Album Review – Courtney Marie Andrews ‘Old Flowers’ by Mike Ritchie, July 2020
Not a word is wasted, not a note out of place, not a moment that can’t be savoured on this gem of an album from Courtney Marie Andrews who beckons us to her heartbreak, loss and reflections of a love and loving time that withered like old flowers after nine years.
It is an exquisite collection and I defy anyone to drift away after the opening tracks, such is the compelling quality of the playing and writing. Throughout, these wistful and sad songs harbour no sense of anger or recrimination, more a realisation that what she shared wasn’t sustainable and the parting had to be endured. Now she’s facing up to life as a woman on her own.
Courtney Marie Andrews has always been a candid and expressive songwriter – think Table For One from her breakthrough album Honest Life. This time out, Old Flowers delivers heartfelt, bittersweet reminiscences in an absorbing way as she bravely examines the past and her painful feelings through deft and absorbingly spare productions blessed delicately by poised, yearning vocals that float as lightly as petals from a blossom.

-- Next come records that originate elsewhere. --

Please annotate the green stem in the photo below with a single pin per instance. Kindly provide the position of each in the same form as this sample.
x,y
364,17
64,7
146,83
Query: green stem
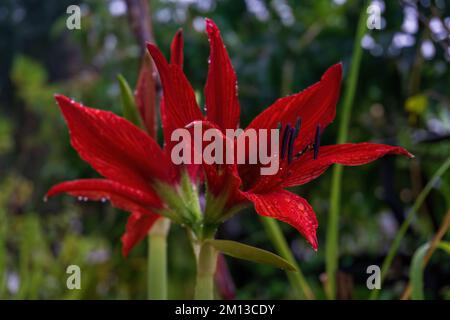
x,y
296,279
405,225
157,260
332,240
206,267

On the gorgeous and questioning Together or Alone, she sings: “I hope one day we will be laughing / together or alone” and then she asks: “In some other lifetime / would you pick me out again?” The aching is rarely far from the surface, but the honesty makes it veer towards being uplifting.

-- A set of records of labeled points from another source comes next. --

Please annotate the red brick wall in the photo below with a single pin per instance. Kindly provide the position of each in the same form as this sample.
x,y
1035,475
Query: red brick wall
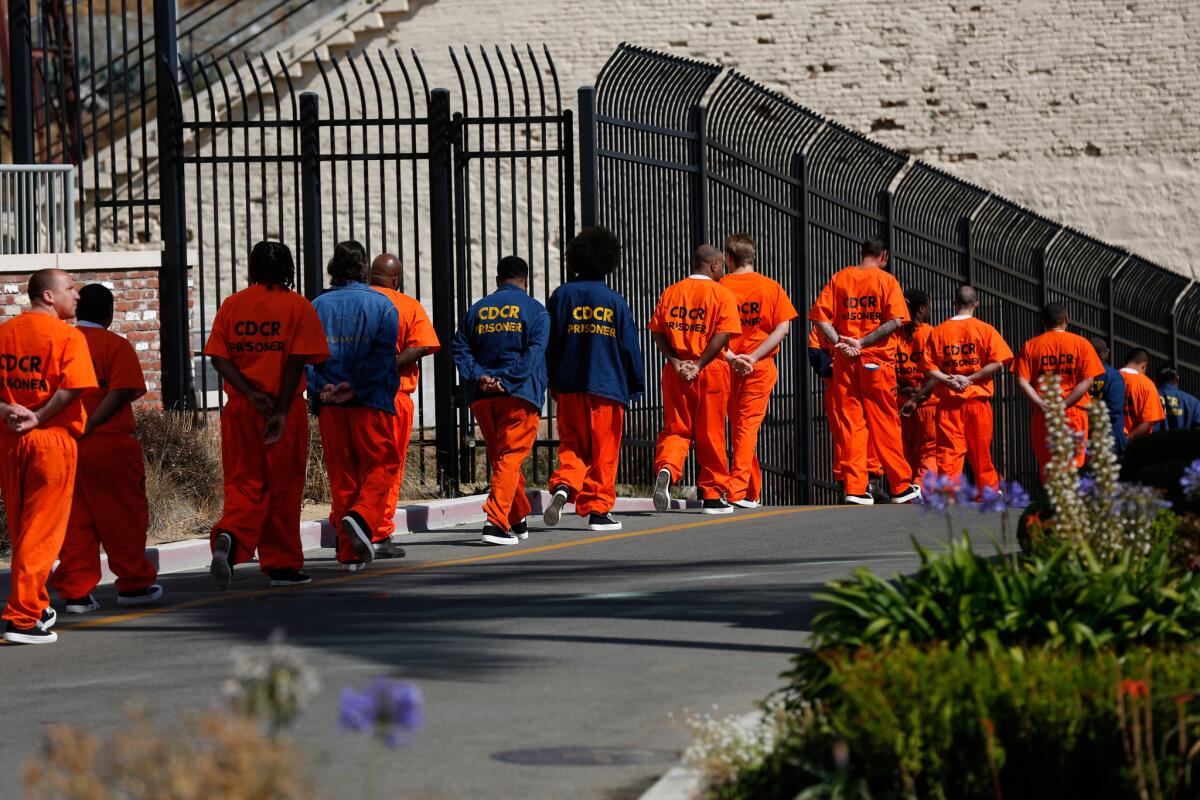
x,y
136,316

It Must Be Someone Else’s Fault is flawlessly, simply wonderful as she examines co-dependency. Emmylou Harris drifts into mind as Courtney looks at what’s happening to her: “I am still sensitive and stubborn / Still cry more than a person should / But if this feeling inside that’s changed / Like I have gone bad but the world is good / It must be someone else’s fault.”
The focus of If I Told is dating after being in one, lengthy relationship – Courtney’s started on New Year’s Day 2009 and ended on that date in 2019. The song highlights how vulnerable, understandably, she can feel with new people in tandem with her underlying acceptance that she needs to feel OK to be shaky and guarded.
From album opener, Burlap String where she wonders: “If I could go back / I’d pick you wild flowers tied up in burlap string / Tell you what you what you mean to me” to the closing track, Ships In the Night, the warmest of feelings are palpable. “I know you tried to reach me / I know you tried / I know you felt the same way / But the timing wasn’t right / Ships in the night.”
Old Flowers is beautiful and sensitive, embracing unerringly vivid lyrics and gently soothing melodies to evoke profound memories of love and the togetherness that’s gone – this is an outstanding collection that blooms gloriously.